Но разве не бывает и так: после неслыханно трудного подъема взойдет наконец на желанную крутизну человек и ляжет. В самый последний момент уже не хватит у него сил даже для того, чтобы, оглянувшись, ощутить всю высоту своего счастья.
Еще не рассвело, а лишь начал угадываться за Доном лес, когда из осеннего густого тумана, из степи вырвалась перед хутором на развилок дорог одинокая бричка. Лошади так и забушевали в постромках, когда ездовой заломил им головы вожжами.
По дну брички шарахнулись от борта к борту смуглые головки спящих детишек.
Мать испуганно пересчитывает их, набросилась на ездового:
– Ты что, коней не можешь удержать?!
– Сама бы попробовала. Кабы она немного привыкла ко мне, – огрызнулся он, озираясь.
– Куда ты хочешь повертать, Егор? – с беспокойством спросила она, когда он потянул было за левую вожжу. – А как они наперерез?
Но когда он потянул за правую вожжу, она испугалась еще больше:
– Нет, туда нельзя.
– Ты у меня погавкаешь. – И, оборачиваясь, он щелкнул у нее над головой кнутом так, что она взвизгнула, закрывая собой детей.
Казалось, только этого и не хватало ему, чтобы прибавить решимости, он потянул за левую вожжу. Но едва только лошади стали повиноваться ему, как он тут же круто осадил их.
– Тут что-то лежит.
– Это что же еще тут может лежать… – начала она, но он оборвал ее:
– Молчи. – И, пошевелив кнутовищем что-то у колеса брички, тут же отдернул кнут. – Надо, Шелоро, поскорее отсюда. Тут нехорошим пахнет.
И он опять уже занес над лошадьми кнут, если бы не женское любопытство ее:
– А вдруг как это с машины потеряли мешок?
– Как же, потеряют…
Но она уже перекинула ногу через борт брички.

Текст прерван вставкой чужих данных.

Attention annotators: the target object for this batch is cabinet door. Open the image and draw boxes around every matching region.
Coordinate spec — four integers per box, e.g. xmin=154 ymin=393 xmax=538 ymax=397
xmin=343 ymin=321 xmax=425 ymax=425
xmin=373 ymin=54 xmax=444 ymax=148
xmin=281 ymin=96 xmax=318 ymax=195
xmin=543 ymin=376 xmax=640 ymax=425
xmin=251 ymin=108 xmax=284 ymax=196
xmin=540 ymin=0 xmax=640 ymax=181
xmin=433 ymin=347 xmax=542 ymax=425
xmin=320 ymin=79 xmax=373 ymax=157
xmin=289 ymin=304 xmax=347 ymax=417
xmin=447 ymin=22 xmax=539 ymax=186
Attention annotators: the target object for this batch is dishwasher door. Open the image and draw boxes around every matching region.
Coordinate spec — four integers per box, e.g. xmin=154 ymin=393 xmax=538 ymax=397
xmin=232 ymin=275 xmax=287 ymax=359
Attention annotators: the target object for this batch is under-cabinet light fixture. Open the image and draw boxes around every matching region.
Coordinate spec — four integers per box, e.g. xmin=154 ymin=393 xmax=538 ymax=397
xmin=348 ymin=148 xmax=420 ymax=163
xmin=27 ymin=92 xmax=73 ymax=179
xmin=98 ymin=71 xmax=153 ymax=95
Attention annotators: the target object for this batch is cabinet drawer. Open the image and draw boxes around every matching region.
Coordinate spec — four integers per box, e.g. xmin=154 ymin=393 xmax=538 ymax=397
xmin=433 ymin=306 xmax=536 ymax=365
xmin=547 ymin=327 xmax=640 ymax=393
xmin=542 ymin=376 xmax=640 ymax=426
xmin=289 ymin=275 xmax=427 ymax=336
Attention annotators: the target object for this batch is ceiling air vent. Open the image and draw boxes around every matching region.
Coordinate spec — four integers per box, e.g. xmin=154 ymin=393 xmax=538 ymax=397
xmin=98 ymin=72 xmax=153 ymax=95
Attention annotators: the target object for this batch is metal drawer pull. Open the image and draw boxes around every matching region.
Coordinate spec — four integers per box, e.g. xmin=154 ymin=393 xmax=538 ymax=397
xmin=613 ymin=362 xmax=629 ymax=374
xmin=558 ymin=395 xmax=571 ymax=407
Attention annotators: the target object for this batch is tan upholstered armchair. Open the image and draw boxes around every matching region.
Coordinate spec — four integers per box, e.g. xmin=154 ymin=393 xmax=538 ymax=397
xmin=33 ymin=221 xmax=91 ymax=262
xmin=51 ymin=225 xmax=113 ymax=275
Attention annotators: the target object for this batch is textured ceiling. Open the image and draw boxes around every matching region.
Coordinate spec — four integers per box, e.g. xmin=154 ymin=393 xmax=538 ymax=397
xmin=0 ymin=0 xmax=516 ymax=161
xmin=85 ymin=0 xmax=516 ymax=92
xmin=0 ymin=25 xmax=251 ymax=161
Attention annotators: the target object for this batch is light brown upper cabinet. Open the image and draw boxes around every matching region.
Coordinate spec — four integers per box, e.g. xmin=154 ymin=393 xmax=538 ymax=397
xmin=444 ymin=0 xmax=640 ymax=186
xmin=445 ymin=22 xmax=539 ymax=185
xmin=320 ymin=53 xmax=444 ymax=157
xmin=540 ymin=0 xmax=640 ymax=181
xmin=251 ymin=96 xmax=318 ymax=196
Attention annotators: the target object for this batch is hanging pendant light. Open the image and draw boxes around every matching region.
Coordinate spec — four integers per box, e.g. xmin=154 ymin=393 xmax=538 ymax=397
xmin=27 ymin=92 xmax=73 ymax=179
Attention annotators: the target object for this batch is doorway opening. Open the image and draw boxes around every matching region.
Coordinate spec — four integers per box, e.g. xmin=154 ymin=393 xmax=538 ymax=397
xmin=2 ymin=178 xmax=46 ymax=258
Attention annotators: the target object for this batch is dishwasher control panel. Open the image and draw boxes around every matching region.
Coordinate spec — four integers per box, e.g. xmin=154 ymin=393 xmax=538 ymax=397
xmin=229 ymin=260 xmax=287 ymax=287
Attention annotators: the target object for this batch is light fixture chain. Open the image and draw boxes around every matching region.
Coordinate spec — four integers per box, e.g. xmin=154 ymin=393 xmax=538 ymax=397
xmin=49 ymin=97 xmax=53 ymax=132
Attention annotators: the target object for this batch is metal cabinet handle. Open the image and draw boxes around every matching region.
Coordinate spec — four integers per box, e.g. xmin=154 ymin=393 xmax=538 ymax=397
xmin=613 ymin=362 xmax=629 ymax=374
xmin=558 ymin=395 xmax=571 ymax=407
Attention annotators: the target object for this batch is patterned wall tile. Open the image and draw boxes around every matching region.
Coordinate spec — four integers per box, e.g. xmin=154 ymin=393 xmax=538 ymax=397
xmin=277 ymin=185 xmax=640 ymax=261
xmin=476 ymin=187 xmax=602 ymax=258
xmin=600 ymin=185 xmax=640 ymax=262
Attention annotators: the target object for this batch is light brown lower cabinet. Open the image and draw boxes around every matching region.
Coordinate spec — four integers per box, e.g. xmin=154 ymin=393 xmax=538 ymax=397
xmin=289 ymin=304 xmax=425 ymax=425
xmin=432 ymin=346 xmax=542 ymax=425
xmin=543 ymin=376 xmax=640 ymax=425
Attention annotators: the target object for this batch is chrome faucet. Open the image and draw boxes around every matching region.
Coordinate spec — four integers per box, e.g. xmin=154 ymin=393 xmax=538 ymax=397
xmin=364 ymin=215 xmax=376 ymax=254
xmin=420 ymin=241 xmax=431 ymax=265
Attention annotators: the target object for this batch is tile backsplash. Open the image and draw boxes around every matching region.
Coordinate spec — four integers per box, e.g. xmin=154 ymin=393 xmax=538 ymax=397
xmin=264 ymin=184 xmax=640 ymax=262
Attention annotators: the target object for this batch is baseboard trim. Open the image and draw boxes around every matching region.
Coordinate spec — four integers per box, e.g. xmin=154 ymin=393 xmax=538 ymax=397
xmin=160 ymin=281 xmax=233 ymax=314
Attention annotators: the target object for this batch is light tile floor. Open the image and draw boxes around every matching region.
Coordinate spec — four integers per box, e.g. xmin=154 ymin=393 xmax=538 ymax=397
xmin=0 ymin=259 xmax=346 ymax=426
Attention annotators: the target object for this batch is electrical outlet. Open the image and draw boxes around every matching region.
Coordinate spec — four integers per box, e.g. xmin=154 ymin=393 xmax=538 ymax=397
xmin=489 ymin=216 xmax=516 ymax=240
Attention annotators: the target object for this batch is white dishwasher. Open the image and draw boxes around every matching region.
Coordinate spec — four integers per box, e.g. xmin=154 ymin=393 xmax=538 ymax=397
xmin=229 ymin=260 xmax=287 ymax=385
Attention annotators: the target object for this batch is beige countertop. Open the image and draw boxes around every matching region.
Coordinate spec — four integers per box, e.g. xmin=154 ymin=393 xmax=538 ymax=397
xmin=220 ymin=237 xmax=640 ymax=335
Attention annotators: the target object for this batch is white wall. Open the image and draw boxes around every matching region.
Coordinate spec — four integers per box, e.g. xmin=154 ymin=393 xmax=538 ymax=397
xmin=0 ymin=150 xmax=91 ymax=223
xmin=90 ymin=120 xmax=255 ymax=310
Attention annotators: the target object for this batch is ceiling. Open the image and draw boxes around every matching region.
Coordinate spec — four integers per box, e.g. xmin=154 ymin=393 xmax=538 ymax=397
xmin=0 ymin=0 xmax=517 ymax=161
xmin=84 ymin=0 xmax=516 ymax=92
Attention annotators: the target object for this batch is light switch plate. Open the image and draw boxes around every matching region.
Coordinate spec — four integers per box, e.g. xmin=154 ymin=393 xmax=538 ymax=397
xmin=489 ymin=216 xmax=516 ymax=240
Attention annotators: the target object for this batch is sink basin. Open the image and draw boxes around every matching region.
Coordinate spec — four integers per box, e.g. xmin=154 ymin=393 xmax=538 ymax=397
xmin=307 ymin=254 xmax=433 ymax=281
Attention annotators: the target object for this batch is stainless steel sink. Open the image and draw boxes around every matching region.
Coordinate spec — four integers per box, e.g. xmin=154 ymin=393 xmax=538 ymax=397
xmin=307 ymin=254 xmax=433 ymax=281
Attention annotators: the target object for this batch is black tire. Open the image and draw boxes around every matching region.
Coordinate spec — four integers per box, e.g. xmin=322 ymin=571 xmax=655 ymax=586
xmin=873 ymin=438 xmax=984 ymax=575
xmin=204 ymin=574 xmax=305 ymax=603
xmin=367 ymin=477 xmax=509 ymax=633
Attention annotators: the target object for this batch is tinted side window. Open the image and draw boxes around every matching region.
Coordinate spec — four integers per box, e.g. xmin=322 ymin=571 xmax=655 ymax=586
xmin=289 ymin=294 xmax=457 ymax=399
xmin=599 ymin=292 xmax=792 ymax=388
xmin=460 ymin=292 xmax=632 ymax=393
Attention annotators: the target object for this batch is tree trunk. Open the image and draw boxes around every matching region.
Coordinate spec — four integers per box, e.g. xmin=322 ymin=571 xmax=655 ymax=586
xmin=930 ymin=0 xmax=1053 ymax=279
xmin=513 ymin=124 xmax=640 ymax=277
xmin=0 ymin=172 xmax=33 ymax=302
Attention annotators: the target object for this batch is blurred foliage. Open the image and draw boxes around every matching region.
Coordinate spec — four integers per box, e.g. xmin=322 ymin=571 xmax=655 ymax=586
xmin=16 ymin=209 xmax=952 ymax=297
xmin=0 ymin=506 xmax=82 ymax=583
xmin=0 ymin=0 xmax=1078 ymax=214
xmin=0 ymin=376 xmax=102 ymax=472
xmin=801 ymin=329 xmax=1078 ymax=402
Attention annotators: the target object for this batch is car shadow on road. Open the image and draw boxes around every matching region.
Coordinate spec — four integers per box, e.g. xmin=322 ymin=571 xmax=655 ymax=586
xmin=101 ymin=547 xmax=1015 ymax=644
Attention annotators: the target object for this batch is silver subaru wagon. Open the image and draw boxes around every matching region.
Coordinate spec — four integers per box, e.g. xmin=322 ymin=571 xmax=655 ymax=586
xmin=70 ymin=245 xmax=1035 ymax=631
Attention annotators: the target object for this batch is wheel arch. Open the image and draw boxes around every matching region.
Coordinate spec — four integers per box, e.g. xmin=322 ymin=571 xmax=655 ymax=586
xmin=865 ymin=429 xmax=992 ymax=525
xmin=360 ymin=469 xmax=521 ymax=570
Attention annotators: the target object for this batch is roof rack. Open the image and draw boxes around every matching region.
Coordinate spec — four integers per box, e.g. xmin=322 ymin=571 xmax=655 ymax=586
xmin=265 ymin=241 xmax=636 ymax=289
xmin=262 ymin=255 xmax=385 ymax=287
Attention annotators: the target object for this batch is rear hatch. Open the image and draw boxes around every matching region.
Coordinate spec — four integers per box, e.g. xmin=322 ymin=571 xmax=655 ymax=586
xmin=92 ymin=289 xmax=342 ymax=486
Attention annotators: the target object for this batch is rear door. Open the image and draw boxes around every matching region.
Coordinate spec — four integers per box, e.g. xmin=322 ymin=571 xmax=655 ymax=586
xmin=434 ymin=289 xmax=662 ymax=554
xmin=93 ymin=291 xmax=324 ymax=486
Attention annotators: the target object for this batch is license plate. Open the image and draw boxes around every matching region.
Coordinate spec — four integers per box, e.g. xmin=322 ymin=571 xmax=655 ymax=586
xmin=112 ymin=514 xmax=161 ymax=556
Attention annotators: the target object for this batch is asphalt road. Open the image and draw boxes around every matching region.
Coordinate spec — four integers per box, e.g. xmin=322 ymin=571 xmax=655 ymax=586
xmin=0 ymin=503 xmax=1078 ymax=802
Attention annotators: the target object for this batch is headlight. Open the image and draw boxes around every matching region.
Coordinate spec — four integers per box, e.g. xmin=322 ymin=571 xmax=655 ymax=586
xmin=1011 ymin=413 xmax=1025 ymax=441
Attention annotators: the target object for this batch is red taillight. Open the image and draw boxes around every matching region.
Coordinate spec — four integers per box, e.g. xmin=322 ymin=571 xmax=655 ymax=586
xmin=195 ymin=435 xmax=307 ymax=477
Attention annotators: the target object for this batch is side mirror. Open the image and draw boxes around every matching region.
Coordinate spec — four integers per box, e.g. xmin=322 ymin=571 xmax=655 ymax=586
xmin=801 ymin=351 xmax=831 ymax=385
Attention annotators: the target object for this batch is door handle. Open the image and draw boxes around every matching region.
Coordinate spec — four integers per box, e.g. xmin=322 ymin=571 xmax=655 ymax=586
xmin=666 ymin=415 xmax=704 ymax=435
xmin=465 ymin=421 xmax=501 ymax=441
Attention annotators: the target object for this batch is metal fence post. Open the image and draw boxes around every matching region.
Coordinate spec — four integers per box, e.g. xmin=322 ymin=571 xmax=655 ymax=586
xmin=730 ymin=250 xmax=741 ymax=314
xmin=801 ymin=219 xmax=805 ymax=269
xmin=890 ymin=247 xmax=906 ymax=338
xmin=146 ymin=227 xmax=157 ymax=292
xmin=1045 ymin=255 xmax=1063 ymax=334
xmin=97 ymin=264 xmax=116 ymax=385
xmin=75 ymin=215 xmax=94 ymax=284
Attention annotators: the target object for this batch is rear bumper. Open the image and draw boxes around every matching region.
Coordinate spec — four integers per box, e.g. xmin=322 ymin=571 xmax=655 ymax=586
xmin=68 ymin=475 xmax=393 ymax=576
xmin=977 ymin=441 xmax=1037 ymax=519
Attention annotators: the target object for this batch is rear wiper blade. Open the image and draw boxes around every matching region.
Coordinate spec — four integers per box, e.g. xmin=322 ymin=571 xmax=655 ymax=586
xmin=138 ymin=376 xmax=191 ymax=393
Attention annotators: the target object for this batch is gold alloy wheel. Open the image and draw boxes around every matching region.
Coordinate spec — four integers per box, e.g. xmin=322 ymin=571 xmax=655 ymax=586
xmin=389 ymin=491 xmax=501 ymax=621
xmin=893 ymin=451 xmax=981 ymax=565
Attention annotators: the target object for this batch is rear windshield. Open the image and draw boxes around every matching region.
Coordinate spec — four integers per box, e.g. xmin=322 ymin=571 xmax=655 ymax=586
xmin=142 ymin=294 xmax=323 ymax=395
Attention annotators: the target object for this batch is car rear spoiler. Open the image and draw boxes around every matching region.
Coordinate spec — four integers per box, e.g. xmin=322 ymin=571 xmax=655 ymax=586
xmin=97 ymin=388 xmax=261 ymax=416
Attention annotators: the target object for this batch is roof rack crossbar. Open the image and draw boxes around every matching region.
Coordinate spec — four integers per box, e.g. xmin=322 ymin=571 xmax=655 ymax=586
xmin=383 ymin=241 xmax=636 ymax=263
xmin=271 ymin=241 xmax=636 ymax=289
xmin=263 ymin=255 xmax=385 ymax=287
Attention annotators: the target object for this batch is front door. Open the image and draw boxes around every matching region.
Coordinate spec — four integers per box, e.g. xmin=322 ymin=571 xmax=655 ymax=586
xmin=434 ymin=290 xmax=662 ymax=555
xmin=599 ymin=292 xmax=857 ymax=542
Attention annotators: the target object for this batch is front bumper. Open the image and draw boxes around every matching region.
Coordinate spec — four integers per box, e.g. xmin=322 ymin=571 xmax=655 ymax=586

– Дай-ка мне твой фонарик. – Круглое желтое пятно, вспыхнув у нее в руке, прошмыгнуло по дороге, и теперь Шелоро вдруг сама шарахнулась прочь от того места.
– Это человек лежит.
– А я что сказал?! Это тебе не за краденую кобылу отвечать. А ну-ка скорей в бричку.
– А может, и какой-то пьяный до дома не дошел.
Всхрапывающие лошади рвали из рук Егора вожжи. Но женское любопытство снова одержало верх. Пятнышко света еще раз вспыхнуло у колеса брички, и тут же своим возгласом Шелоро погасила его:
– Это он!
– Кто?
– Будулай!
Егор громко возмутился:
– С чего бы это Будулаю пьяному поперек дороги лежать?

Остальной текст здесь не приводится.